SAS

Abstract

For $x=x_1x_2\cdots,y=y_1y_2\cdots\in\{0,1\}^\infty$, let $x^n:=x_1\cdots x_n$ and $x/y:=x_{\tau(1)}x_{\tau(2)}\cdots$ where $\{i\mid y_i=1\}=\{\tau(1)<\tau(2)<\cdots\}$. Our first problem is to identify Martin-Löf randomness of $x$ in terms of randomness of subsequences $x/y$ for some finite set of selection functions $y$. This is trivial if we allow $y=s1^\infty$ for any finite string $s$, where $1^\infty$ is the sequence of 1's. In the following, we say that a selection function is non-trivial if it contains infinitely many 1's and 0's. Let ${\cal R}^P$ be the set of Martin-Löf random sequences w.r.t. a computable probability $P$ on $\{0,1\}^\infty$.

The following two statements are equivalent.

1. $x\in {\cal R}^u$, where $u$ is the uniform measure on $\{0,1\}^\infty$.
2. $\exists \mbox{ computable }w\ \ x\in{\cal R}^w \mbox{ and }x/y_i(w, x)\in{\cal R}^u\mbox{ for }i=1,2,\ldots, 6, \mbox{ where }\\ \{y_1(w, x),\ldots, y_6(w, x )\} \mbox{ consists of non-trivial selection functions and depends on } w\mbox{ and }x.$

The author do not know whether we can drop the assumption that $x$ is random w.r.t. some computable probability in (ii), i.e., whether we can replace (ii) with $x/y\in R^u$ for $y\in Y^x$ where $Y^x$ consists of non-trivial selection functions and depends on $x$. We also have a similar algorithmic analogy for Steinhause theorem [1].

Let $w$ be a computable probability such that

1. $\forall y\in{\cal R}^w,\ \lim_n K(y^n)/n=0$, (b) $\lim_n \sum_{1\leq i\leq n} y_i/n$ exists for $y\in{\cal R}^w$, and
2. $\forall \epsilon >0 \exists y\in{\cal R}^w \lim_n \sum_{1\leq i\leq n} y_i/n>1-\epsilon$.

Then the following two statements are equivalent.

1. $\lim_{n\to\infty} \frac{1}{n}K(x^n)=1$.
2. $\lim_{n\to\infty} \frac{1}{| x^n/y^n|}K(x^n/y^n)=1$ for $y\in{\cal R}^w$, where $K$ is the prefix-complexity.

For example, $w:=\int P_\rho d\rho$, where $P_\rho$ is a probability derived from irrational rotation with parameter $\rho$, satisfies the condition of Prop. 2, see [2]. There are similar algorithmic analogies for Kamae's theorem [4], see [3].

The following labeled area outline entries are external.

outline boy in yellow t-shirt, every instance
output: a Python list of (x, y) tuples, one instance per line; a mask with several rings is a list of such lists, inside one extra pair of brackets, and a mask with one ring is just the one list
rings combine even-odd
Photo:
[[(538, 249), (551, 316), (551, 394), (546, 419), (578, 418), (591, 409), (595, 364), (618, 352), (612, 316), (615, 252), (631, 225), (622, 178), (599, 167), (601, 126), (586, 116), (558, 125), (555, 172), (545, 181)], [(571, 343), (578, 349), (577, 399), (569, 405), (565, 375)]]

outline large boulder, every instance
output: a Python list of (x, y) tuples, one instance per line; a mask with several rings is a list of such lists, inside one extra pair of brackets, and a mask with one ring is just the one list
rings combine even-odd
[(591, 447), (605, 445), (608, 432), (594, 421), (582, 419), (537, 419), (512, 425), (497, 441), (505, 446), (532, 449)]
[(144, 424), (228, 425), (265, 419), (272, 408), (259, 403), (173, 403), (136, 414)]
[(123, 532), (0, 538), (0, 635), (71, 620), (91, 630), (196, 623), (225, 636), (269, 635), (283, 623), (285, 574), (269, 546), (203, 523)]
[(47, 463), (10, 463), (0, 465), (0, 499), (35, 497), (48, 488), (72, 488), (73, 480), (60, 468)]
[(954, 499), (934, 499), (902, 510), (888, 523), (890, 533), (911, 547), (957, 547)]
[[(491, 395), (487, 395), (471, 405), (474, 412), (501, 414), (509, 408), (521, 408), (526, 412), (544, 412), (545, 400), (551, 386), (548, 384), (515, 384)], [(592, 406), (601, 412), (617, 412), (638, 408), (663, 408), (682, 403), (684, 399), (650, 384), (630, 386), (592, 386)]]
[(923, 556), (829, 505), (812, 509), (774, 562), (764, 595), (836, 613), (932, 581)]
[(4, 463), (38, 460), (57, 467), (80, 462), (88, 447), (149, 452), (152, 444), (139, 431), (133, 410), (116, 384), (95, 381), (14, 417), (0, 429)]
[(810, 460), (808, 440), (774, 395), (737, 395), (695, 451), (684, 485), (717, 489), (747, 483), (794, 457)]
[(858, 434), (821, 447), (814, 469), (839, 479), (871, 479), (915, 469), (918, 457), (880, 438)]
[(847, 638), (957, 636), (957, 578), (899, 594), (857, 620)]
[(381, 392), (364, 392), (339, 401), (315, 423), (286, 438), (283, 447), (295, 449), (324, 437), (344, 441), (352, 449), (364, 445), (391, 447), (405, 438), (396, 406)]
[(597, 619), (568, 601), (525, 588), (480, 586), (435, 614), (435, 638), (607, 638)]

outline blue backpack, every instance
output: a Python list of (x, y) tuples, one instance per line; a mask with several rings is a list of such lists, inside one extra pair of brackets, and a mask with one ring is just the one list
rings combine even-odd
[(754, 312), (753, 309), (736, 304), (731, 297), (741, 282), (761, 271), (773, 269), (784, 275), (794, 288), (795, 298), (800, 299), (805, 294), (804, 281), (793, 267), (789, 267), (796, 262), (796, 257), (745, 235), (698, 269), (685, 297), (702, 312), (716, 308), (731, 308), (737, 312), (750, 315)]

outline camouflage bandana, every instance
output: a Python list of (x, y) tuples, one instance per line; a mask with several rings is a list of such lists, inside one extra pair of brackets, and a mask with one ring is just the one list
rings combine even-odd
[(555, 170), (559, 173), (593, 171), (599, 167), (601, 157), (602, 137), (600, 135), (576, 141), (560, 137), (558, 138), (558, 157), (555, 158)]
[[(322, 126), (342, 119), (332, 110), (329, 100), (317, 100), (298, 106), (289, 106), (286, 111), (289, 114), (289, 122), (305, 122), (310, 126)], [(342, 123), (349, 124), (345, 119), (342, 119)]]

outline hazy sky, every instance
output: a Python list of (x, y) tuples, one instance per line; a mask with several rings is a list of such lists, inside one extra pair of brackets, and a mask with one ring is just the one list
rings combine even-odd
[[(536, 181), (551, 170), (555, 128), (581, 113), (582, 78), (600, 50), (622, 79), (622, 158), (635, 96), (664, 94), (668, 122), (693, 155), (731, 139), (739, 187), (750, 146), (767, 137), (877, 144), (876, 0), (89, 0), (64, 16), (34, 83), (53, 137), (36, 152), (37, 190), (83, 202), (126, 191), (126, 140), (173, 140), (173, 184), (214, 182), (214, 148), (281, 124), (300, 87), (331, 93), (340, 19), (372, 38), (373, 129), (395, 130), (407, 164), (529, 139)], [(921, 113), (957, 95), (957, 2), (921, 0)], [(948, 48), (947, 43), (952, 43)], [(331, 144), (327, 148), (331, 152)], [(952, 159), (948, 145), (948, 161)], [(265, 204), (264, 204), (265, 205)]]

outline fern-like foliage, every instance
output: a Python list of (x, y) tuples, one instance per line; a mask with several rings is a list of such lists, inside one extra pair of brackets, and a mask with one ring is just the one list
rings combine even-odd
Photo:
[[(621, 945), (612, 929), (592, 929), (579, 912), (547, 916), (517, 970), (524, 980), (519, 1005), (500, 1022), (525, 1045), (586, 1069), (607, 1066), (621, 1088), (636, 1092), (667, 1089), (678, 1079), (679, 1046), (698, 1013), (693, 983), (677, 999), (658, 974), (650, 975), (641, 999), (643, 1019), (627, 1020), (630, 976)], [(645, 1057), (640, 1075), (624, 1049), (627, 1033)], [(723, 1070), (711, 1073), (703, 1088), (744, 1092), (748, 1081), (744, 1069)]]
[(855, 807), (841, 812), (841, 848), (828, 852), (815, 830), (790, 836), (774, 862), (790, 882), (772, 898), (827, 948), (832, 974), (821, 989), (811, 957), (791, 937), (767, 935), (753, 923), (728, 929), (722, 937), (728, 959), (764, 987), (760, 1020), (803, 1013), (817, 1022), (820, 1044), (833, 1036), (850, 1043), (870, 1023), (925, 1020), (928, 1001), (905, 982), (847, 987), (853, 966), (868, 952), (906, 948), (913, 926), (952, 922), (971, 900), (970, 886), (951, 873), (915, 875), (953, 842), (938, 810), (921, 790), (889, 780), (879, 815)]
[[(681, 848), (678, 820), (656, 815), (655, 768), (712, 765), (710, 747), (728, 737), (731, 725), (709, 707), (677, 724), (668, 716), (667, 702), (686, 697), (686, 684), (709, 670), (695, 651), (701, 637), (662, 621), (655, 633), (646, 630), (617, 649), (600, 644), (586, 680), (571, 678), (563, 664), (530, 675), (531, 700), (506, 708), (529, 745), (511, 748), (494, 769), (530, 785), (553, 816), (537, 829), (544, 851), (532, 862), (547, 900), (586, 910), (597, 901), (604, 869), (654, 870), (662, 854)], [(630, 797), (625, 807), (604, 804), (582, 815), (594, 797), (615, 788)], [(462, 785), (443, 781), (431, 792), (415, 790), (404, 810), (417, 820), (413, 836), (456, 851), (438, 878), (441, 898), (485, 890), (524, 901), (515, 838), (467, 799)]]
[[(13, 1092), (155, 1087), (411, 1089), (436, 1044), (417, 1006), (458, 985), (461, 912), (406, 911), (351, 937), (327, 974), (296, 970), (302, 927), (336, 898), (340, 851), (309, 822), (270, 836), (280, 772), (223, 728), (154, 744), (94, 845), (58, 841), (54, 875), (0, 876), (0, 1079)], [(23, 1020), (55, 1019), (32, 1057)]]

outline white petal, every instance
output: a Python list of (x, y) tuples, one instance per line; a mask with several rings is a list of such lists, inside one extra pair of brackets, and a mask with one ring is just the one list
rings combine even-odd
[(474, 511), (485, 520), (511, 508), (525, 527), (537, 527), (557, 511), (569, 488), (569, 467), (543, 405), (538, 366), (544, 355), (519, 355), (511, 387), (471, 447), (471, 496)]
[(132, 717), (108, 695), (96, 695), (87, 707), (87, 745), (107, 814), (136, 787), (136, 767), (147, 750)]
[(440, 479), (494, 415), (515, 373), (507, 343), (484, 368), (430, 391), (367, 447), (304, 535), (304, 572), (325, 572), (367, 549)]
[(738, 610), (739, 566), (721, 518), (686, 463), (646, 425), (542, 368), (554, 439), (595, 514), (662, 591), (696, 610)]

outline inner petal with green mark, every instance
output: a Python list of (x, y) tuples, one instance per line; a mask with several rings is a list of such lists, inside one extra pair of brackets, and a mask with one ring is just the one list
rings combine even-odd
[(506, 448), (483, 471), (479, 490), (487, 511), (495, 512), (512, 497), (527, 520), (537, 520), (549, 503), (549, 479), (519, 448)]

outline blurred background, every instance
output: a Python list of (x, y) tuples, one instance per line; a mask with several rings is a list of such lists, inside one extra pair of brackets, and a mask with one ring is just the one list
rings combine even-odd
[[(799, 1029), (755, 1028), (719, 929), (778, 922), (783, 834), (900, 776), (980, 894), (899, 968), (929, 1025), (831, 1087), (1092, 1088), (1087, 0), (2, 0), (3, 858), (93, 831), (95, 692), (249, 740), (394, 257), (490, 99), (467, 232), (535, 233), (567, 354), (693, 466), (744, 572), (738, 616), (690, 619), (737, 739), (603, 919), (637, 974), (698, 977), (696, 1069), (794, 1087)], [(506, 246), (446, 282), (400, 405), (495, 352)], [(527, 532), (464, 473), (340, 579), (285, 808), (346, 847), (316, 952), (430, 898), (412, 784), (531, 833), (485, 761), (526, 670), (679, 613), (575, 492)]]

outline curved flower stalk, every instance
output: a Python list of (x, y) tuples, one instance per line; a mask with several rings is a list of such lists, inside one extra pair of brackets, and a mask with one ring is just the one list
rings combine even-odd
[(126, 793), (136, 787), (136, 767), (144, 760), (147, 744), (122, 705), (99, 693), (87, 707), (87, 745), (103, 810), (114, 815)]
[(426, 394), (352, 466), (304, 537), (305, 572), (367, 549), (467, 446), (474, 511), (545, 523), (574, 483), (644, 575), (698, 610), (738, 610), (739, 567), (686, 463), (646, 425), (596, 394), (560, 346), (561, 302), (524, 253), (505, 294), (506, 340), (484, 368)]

[1] H. Steinhaus. "Les probabilités dénombrables et leur rapport à la théorie de la meésure." Fund. Math., 4:286–310, 1922.

[2] H. Takahashi and K. Aihara. "Algorithmic analysis of irrational rotations in a sigle neuron model." J. Complexity, 19:132–152, 2003.

[3] H. Takahashi. "Algorithmic analogies to Kamae-Weiss theorem on normal numbers." In Solomonoff 85th memorial conference. To appear in LNAI.

[4] T. Kamae. "Subsequences of normal numbers." Israel J. Math., 16:121–149, 1973.